For teams whose primary exposure is developer-side automation, the same logic applies one layer down - see our guides on securing AI coding agents and CLIs and governing AI coding assistants across your fleet, where the Atlas's agentic risks show up most acutely first.
Frequently asked questions
What is the IBM AI Risk Atlas?
It is a taxonomy of AI risks published by IBM, rooted in IBM Research and IBM's AI Ethics Board work. It catalogs named risks across traditional machine learning, generative AI, and AI agents, explains the potential consequence of each, and groups them by origin and by risk dimension so practitioners can focus on what is relevant to their use case.
How is the IBM AI Risk Atlas organized?
On two levels. The top level groups risks by where they originate: Input (training data), Inference, Output, and Non-Technical. Within each category, risks are clustered by cross-cutting dimensions such as accuracy, fairness, explainability, robustness, privacy, value alignment, and misuse. Risks that are specific to or amplified by agentic AI are flagged and documented as their own set.
Does the IBM AI Risk Atlas cover AI agents?
Yes. The Atlas was extended with risks that are specific to, or amplified by, agentic AI - including misaligned actions, function calling hallucination, attack on AI agents' external resources, unauthorized use, over- or under-reliance on AI agents, and unexplainable and untraceable actions.
How many risks are in the IBM AI Risk Atlas?
The Atlas enumerates dozens of individually named risks across its categories. Because IBM updates the live documentation over time and different crosswalks count slightly differently, treat any precise total as approximate rather than fixed. What is stable is the structure: four origin categories, cross-cutting dimensions, and a documented set of agentic risks.
How does the IBM AI Risk Atlas relate to NIST AI RMF, OWASP, and the EU AI Act?
The open-source Risk Atlas Nexus project builds an ontology that maps Atlas risks to mitigations and to external frameworks - including the NIST AI RMF (Generative AI Profile), the OWASP Top 10 for LLM Applications, the OWASP Top 10 for Agentic Applications, and EU AI Act questionnaires. It uses LinkML and SSSOM mappings to link the taxonomies.

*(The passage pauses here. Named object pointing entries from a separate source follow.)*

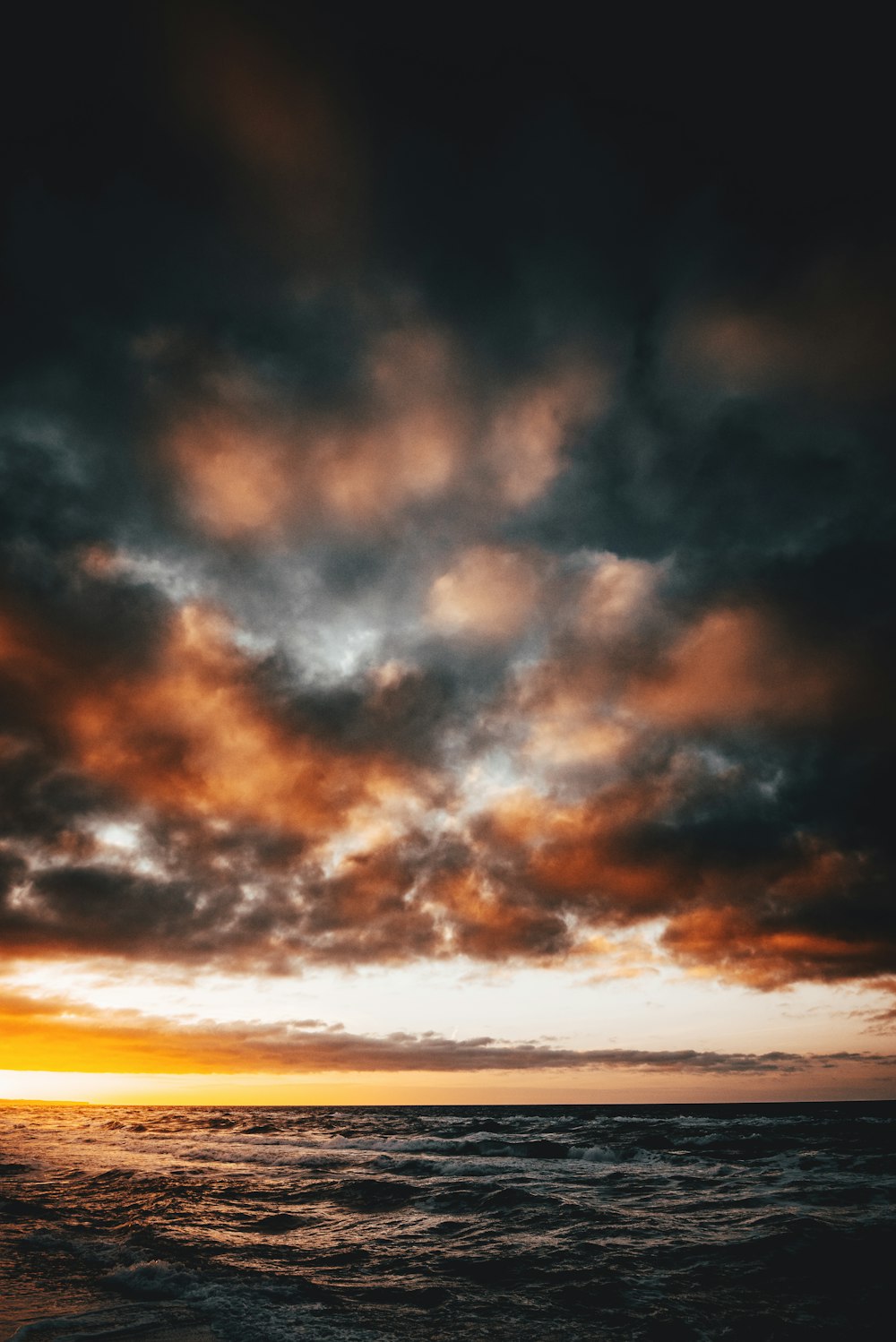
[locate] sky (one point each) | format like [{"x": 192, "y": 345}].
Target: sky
[{"x": 445, "y": 558}]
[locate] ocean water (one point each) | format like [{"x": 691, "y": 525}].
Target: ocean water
[{"x": 749, "y": 1221}]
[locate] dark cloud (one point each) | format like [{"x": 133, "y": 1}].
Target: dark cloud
[{"x": 447, "y": 495}]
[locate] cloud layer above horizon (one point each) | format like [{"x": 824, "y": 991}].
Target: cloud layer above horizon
[{"x": 442, "y": 531}]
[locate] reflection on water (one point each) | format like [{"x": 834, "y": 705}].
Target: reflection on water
[{"x": 583, "y": 1221}]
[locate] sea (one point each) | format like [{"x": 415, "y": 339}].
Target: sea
[{"x": 648, "y": 1221}]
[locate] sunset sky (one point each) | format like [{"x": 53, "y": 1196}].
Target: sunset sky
[{"x": 445, "y": 563}]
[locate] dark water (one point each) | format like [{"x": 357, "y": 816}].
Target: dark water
[{"x": 585, "y": 1221}]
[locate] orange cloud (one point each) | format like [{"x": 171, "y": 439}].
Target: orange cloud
[
  {"x": 415, "y": 428},
  {"x": 831, "y": 331},
  {"x": 736, "y": 666},
  {"x": 488, "y": 595},
  {"x": 530, "y": 430},
  {"x": 192, "y": 732},
  {"x": 69, "y": 1037},
  {"x": 278, "y": 125}
]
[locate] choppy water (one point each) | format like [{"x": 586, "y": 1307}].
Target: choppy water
[{"x": 585, "y": 1221}]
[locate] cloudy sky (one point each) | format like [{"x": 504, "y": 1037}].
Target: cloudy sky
[{"x": 445, "y": 560}]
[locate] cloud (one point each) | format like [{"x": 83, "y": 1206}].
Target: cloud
[
  {"x": 415, "y": 425},
  {"x": 53, "y": 1035},
  {"x": 487, "y": 595},
  {"x": 826, "y": 329},
  {"x": 444, "y": 538}
]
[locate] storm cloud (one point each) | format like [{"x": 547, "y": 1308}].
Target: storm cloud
[{"x": 442, "y": 531}]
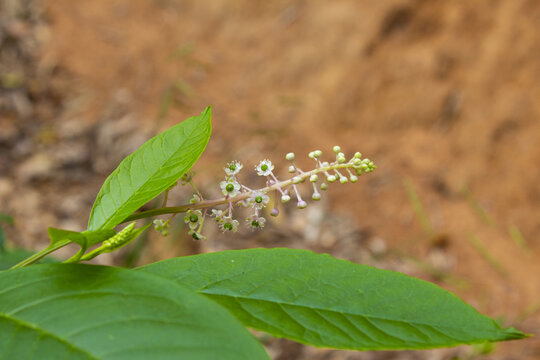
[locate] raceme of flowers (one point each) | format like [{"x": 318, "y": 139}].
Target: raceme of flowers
[{"x": 236, "y": 194}]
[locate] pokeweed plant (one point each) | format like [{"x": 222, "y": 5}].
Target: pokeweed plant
[{"x": 198, "y": 307}]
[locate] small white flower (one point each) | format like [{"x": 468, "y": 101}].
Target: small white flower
[
  {"x": 196, "y": 235},
  {"x": 245, "y": 203},
  {"x": 218, "y": 214},
  {"x": 233, "y": 168},
  {"x": 258, "y": 199},
  {"x": 264, "y": 168},
  {"x": 229, "y": 224},
  {"x": 230, "y": 187},
  {"x": 255, "y": 222},
  {"x": 162, "y": 226},
  {"x": 193, "y": 218}
]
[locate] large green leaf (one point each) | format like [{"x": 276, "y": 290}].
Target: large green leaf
[
  {"x": 74, "y": 311},
  {"x": 323, "y": 301},
  {"x": 10, "y": 257},
  {"x": 150, "y": 170}
]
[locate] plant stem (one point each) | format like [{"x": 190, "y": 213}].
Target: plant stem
[
  {"x": 41, "y": 254},
  {"x": 224, "y": 200}
]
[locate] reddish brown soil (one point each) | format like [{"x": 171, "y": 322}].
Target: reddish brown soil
[{"x": 442, "y": 95}]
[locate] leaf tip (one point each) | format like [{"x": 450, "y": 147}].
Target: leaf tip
[{"x": 511, "y": 333}]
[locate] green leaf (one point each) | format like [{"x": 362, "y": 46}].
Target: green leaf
[
  {"x": 11, "y": 257},
  {"x": 5, "y": 218},
  {"x": 2, "y": 241},
  {"x": 74, "y": 311},
  {"x": 59, "y": 235},
  {"x": 323, "y": 301},
  {"x": 150, "y": 170},
  {"x": 96, "y": 236}
]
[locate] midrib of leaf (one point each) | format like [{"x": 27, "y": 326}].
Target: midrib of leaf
[
  {"x": 43, "y": 332},
  {"x": 150, "y": 179},
  {"x": 370, "y": 318}
]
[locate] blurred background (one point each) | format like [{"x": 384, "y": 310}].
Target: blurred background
[{"x": 444, "y": 96}]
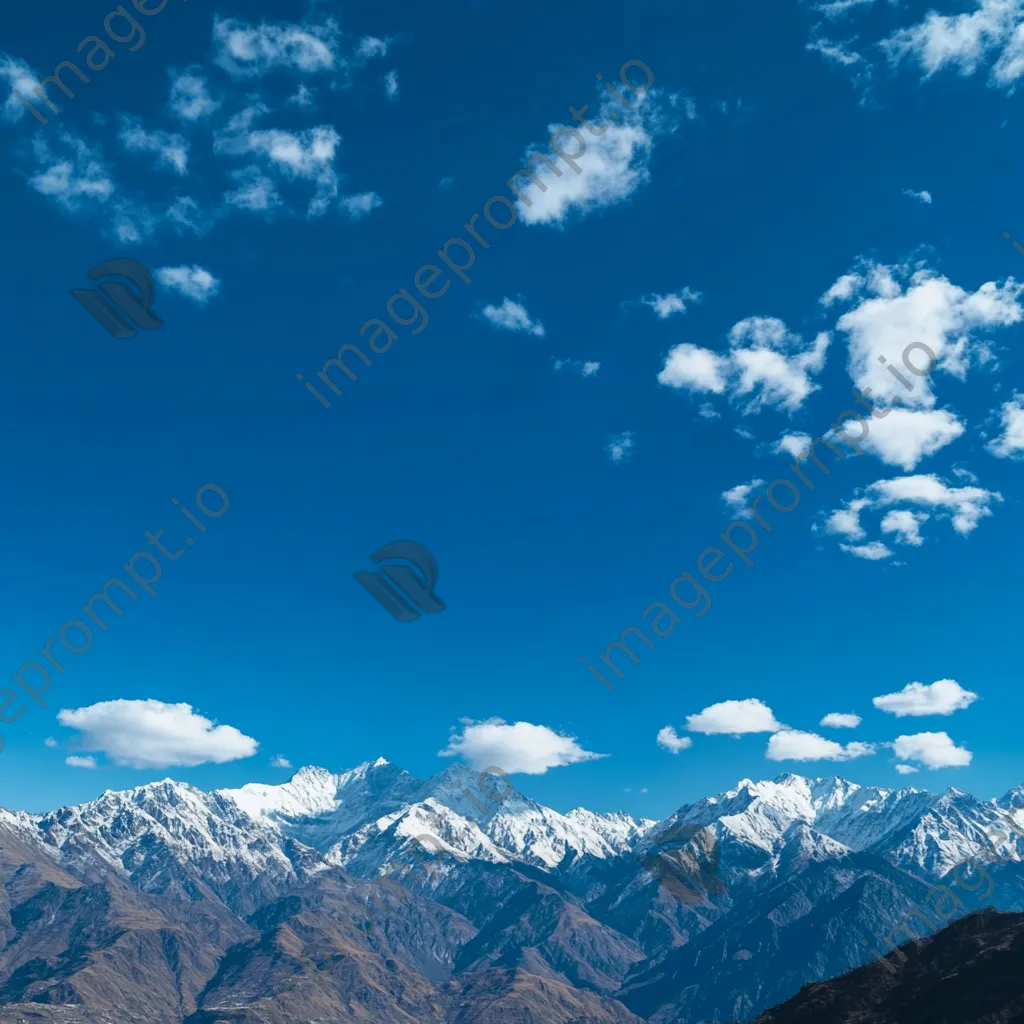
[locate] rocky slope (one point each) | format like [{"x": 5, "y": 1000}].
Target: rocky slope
[{"x": 373, "y": 895}]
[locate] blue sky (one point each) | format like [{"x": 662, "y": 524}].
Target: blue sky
[{"x": 802, "y": 189}]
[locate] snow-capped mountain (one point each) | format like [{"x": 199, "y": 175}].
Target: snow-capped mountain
[{"x": 730, "y": 903}]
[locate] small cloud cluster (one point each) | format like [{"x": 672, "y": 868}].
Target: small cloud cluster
[
  {"x": 194, "y": 283},
  {"x": 941, "y": 697},
  {"x": 519, "y": 748},
  {"x": 965, "y": 507},
  {"x": 621, "y": 446},
  {"x": 668, "y": 305},
  {"x": 584, "y": 369},
  {"x": 766, "y": 365},
  {"x": 154, "y": 734},
  {"x": 512, "y": 316}
]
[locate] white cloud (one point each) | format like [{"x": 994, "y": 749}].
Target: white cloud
[
  {"x": 359, "y": 205},
  {"x": 899, "y": 306},
  {"x": 621, "y": 446},
  {"x": 74, "y": 178},
  {"x": 765, "y": 360},
  {"x": 522, "y": 748},
  {"x": 256, "y": 192},
  {"x": 306, "y": 156},
  {"x": 965, "y": 507},
  {"x": 875, "y": 551},
  {"x": 512, "y": 316},
  {"x": 154, "y": 734},
  {"x": 793, "y": 744},
  {"x": 244, "y": 49},
  {"x": 170, "y": 148},
  {"x": 933, "y": 750},
  {"x": 966, "y": 41},
  {"x": 371, "y": 46},
  {"x": 668, "y": 738},
  {"x": 737, "y": 498},
  {"x": 584, "y": 369},
  {"x": 905, "y": 525},
  {"x": 941, "y": 697},
  {"x": 675, "y": 302},
  {"x": 613, "y": 166},
  {"x": 22, "y": 80},
  {"x": 792, "y": 444},
  {"x": 695, "y": 369},
  {"x": 733, "y": 718},
  {"x": 184, "y": 214},
  {"x": 194, "y": 283},
  {"x": 839, "y": 720},
  {"x": 190, "y": 99},
  {"x": 1010, "y": 443},
  {"x": 904, "y": 436}
]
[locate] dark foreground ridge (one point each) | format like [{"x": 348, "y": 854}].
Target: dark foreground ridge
[{"x": 969, "y": 973}]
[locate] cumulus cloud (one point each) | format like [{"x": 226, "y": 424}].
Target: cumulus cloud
[
  {"x": 733, "y": 718},
  {"x": 621, "y": 446},
  {"x": 873, "y": 551},
  {"x": 898, "y": 306},
  {"x": 70, "y": 172},
  {"x": 190, "y": 99},
  {"x": 303, "y": 156},
  {"x": 584, "y": 369},
  {"x": 194, "y": 283},
  {"x": 941, "y": 697},
  {"x": 839, "y": 720},
  {"x": 244, "y": 49},
  {"x": 964, "y": 507},
  {"x": 673, "y": 742},
  {"x": 904, "y": 525},
  {"x": 359, "y": 205},
  {"x": 614, "y": 165},
  {"x": 991, "y": 33},
  {"x": 793, "y": 744},
  {"x": 767, "y": 365},
  {"x": 738, "y": 498},
  {"x": 675, "y": 302},
  {"x": 78, "y": 762},
  {"x": 933, "y": 750},
  {"x": 1010, "y": 443},
  {"x": 522, "y": 747},
  {"x": 792, "y": 444},
  {"x": 23, "y": 80},
  {"x": 512, "y": 316},
  {"x": 256, "y": 192},
  {"x": 904, "y": 436},
  {"x": 154, "y": 734}
]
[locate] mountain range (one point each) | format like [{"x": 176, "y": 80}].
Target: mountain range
[{"x": 372, "y": 895}]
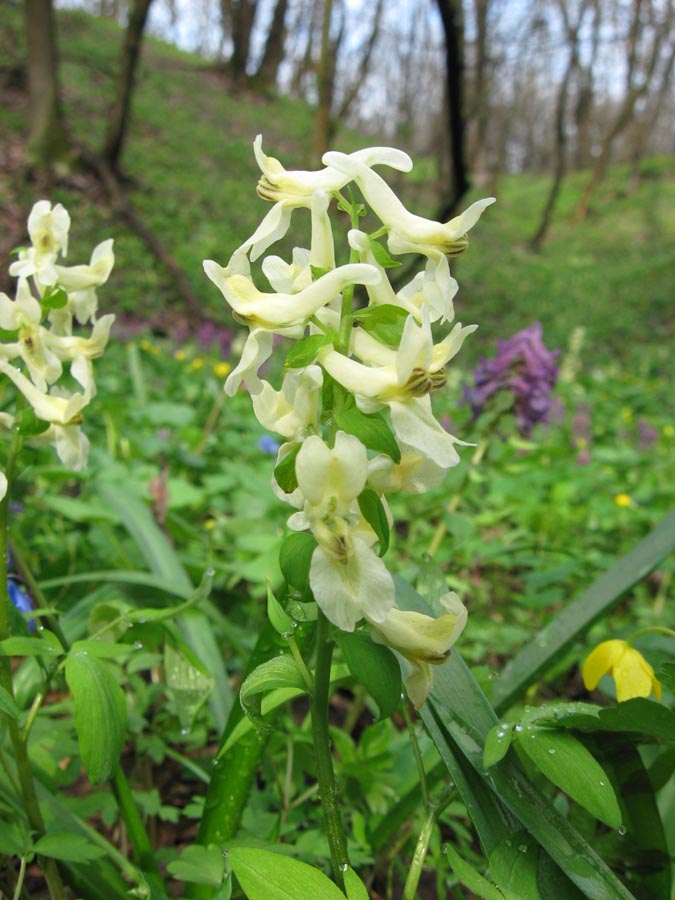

How is the IBM AI Risk Atlas used in practice?
It is wired into IBM watsonx.governance out of the box. The risks are integrated into the Governance Console and drive the out-of-box risk-identification assessments (AI model onboarding, and use case + model combined), and they underpin the Model Risk Evaluation Engine, which computes metrics tied to Atlas risk dimensions.
Is the IBM AI Risk Atlas a compliance standard?
No. It is a risk taxonomy and reference, not a certifiable standard or regulation. It helps teams name and reason about risks consistently and feeds governance tooling, but it does not impose mandatory controls the way a regulation or audited standard does.
Does the IBM AI Risk Atlas discover agents running in my environment?
No. The Atlas defines and categorizes risks, including the risk of unauthorized and untraceable agent actions. It does not inventory the agents and MCP servers actually running on your endpoints or fleet. That discovery and runtime monitoring is a separate visibility problem.